In fact, that is no component that adds any kind of new functionality to the adapter environment, but the necessary degree of coordination instead. Because libraries like Pi4J (or the based-upon wiring Pi for C(++) access or simply accessing the particular Linux device files) all have in common that they do not care about concurrent environments as e.g. B1i is. But almost all I/O related resources on e.g. a Raspi (e.g. the I2C-bus) need to perform exclusive / singleton access at one time only. The Pi4JResourceDispenser class grants and coordinates such concurrently occurring access to the particular interfaces as e.g. made by the various adapters. Basically, it just only offers specialized execution-wrappers for the various hardware-interfaces that care about (fair!) serialization of the execution. The concrete hardware accesses of course also will work without these wrappers, but for sure will make trouble / produce race conditions asa being in a productive and stressed environment.

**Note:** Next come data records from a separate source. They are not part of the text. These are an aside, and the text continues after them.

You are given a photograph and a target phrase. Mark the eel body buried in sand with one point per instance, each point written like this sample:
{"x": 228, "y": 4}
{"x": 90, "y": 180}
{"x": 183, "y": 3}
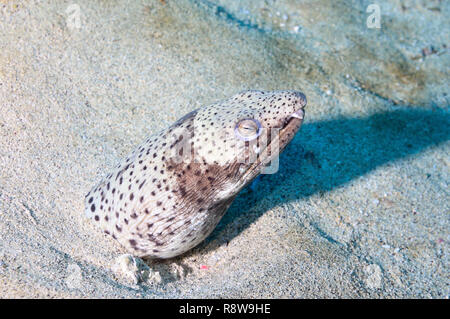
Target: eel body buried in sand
{"x": 170, "y": 193}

* It is not the intent to get the B1i environment to an overall "open-source grave" comprising any kind of open-source libraries / frameworks and tools this universe ever has seen. In many cases, bringing in 3rd party software in a careless and unneeded way leads to bloatware-styled results. There always should be the consideration on the table whether it makes sense to buy a cow if one wants to drink (a glass of) milk (the outcome of this decision will comprise the overall pre-conditions / consequences and finally how much milk shall be available...). As the downside, 3rd party code always comes along with the risk of regression bugs, discontinuation, not being in the shape as needed, being over-featured (means, -sized) and finally possibly being problematic concerning licensing / re-distribution terms. That is why trivial / minimal functionality better should not be accomplished in that way.


That's all about to say about the basic information that is necessary to write a concrete adapter-implementation using the B1iP ECMA-adapter as the boilerplate. In the next blog-post, we do the hands- (and heads-) on work to implement the adapter!